La primera vez que me recomendaron esta película, por suerte, lo ignoré. Fue un movimiento raro en mí, porque la recomendación venía de alguien en quien confiaba mucho, así que sabía que la película me iba a gustar, pero seguí de largo y me senté a verla recién varios años después. Ahora puedo decir que haberla visto tarde fue lo mejor. Porque en ese tiempo que pasó en el medio viví lo mismo (o casi lo mismo) que el personaje principal. Así que ir conociendo a Tracy se sintió, por momentos, como ir conociéndome más a mí.
El problema, cuando empieza a escribir sobre esta chica, es que, como cada vez que miramos algo durante mucho tiempo, empiezan a aparecer los defectos. Entonces el mismo personaje que al principio de la película era fabuloso, de pronto se desarma. Vemos cómo a pesar de ser graciosa y brillante, no logra llevar a cabo sus ideas, es caótica e inadaptada y se queda en blanco cada vez que tiene que decir algo concreto sobre su futuro.
La bomba explota cuando, en una escena teatral y espectacularmente guionada, Brooke lee el material que está escribiendo Tracy. Están en la casa de un ex novio de la newyorkina, que ahora sale con su ex mejor amiga, y están también el chico que le gusta a Tracy, la novia del chico que le gusta a Tracy y un par de desconocidos. Todos leen el manuscrito a la vez, tiran caras o comentarios al aire y siguen pasando las páginas de a una. Ella los espera en silencio. Todavía me acuerdo de cómo le clavé las uñas al almohadón durante ese silencio. Yo había estado ahí. Conocía el final y sabía que la única salida posible era que todos se sintieran traicionados.

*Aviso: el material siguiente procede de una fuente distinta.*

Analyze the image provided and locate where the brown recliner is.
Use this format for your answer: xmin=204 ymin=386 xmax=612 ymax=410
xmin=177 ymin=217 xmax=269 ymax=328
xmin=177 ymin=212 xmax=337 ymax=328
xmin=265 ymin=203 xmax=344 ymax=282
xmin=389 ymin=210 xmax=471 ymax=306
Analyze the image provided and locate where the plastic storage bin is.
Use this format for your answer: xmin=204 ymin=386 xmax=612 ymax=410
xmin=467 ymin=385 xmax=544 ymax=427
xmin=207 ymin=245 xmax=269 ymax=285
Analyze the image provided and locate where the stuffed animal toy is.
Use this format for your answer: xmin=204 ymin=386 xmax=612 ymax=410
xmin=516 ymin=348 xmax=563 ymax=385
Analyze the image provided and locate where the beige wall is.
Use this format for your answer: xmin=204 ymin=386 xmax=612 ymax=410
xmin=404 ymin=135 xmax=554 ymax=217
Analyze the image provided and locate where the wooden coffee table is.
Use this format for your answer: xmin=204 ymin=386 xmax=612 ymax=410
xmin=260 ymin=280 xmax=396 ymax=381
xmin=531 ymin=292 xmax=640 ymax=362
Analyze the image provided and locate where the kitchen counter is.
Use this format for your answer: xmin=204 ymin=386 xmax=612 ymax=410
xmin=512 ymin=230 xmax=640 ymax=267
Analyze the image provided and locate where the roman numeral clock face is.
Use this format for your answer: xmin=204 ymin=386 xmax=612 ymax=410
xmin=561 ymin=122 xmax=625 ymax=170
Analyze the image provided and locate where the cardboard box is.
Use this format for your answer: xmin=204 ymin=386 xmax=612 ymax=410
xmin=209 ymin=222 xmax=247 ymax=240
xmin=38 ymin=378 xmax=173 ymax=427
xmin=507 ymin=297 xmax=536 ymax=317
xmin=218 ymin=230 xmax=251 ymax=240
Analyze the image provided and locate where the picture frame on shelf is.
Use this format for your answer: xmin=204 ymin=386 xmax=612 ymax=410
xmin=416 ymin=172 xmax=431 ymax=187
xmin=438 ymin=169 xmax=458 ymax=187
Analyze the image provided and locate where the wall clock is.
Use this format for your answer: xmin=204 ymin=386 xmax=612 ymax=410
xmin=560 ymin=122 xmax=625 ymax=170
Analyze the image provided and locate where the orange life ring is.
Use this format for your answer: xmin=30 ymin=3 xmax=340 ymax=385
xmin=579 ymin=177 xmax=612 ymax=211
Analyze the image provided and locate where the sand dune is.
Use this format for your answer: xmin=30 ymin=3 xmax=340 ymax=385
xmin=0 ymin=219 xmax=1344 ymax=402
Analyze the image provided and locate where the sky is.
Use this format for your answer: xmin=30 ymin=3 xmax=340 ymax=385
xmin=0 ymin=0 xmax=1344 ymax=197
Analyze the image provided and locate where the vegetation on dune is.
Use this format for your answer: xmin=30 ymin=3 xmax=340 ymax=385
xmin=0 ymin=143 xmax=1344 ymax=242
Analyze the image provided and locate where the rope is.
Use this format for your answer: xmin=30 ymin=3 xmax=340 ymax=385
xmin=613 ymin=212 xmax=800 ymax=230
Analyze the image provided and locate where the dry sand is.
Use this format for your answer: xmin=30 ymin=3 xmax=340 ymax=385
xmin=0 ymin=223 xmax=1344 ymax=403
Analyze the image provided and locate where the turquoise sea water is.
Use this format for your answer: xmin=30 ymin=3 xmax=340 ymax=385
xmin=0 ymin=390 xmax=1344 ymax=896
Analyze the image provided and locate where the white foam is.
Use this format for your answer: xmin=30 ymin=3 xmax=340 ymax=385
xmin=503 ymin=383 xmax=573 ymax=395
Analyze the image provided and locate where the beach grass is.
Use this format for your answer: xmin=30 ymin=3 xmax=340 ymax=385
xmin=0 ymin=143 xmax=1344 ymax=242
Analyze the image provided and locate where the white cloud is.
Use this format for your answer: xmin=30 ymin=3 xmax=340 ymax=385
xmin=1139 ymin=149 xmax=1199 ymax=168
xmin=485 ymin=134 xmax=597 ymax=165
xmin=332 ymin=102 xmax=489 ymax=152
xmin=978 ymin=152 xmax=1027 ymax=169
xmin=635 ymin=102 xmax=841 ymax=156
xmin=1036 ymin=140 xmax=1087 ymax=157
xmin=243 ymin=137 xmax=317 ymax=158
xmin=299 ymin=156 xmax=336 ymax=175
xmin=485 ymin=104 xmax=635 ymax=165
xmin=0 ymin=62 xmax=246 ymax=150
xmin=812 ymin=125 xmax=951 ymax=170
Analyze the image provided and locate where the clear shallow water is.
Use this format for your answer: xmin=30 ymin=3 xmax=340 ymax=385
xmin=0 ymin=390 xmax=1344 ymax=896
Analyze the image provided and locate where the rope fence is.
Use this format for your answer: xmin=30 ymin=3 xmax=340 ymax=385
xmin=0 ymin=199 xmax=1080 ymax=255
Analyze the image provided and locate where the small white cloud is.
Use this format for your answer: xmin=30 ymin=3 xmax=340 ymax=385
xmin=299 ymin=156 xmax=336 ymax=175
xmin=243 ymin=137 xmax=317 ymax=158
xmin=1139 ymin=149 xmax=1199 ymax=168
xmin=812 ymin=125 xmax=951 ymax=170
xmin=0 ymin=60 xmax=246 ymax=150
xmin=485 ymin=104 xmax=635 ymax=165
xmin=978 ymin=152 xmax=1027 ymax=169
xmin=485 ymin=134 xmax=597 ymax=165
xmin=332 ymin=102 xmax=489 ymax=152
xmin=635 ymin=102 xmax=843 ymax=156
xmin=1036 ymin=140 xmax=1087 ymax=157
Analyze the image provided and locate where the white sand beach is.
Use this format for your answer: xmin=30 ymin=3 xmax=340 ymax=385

La literatura implica un acto de vampirismo. Miramos tanto que nos convertimos en parásitos, y entonces la destrucción es inevitable. Incluso si nuestras historias están llenas de inventos y de ficción, dar a conocer un texto propio es casi como desnudarse. Porque escribir sobre un tema que no nos conmueve es aburrido, y todo lo que nos interpela tiene su contracara en la vida real.
¡Es ficción!
¡Es mi vida! ¡Sos una chupasangre!
¿Y Tennessee Williams? ¿Qué hubiera pasado si no usaba a sus conocidos?
¡Me importa una mierda! ¡Yo no quiero ser amiga de Tennessee Williams!
Parecías una mujer tan increíble, nunca imaginé que sería posible lastimarte.
La película es interesante porque no todos opinan lo mismo. Ni los personajes, ni los espectadores. De hecho, creo que la mayoría no entiende a Tracy. Piensan que es mala, torpe y egoísta. Posiblemente tengan razón. Pero lo que quiero decir acá es que yo sí la entiendo.
La entiendo al principio, cuando se fascina con la idea de tener una hermana y ser como ella, entiendo lo que le pasa cuando empieza a escribir, cómo la vida y la mirada que tiene sobre sí misma cobran otro sentido, y la entiendo también cuando se harta de sus compañeros y decide abrir su propio club literario. Pero sobre todo la entiendo al final, cuando corre desesperada a buscar a Brooke para volver a ser su amiga después del escándalo. En cuanto llega, la otra quiere anticiparse y le dice algo así como “ya sé que estás arrepentida”, pero ella la frena. Brooke vuelve a mirarla toda confundida y le pregunta “¿no estás arrepentida?” y Tracy responde, más segura que nunca: “No”.
Manuela Martínez nació en Buenos Aires en 1995, y es escritora y actriz. Ganó el concurso Historias Breves del INCAA con su cortometraje Instrucciones para Adela (2020), y publicó la novela El último hombre perfecto (2021) y el libro de cuentos Días de estreno (2025).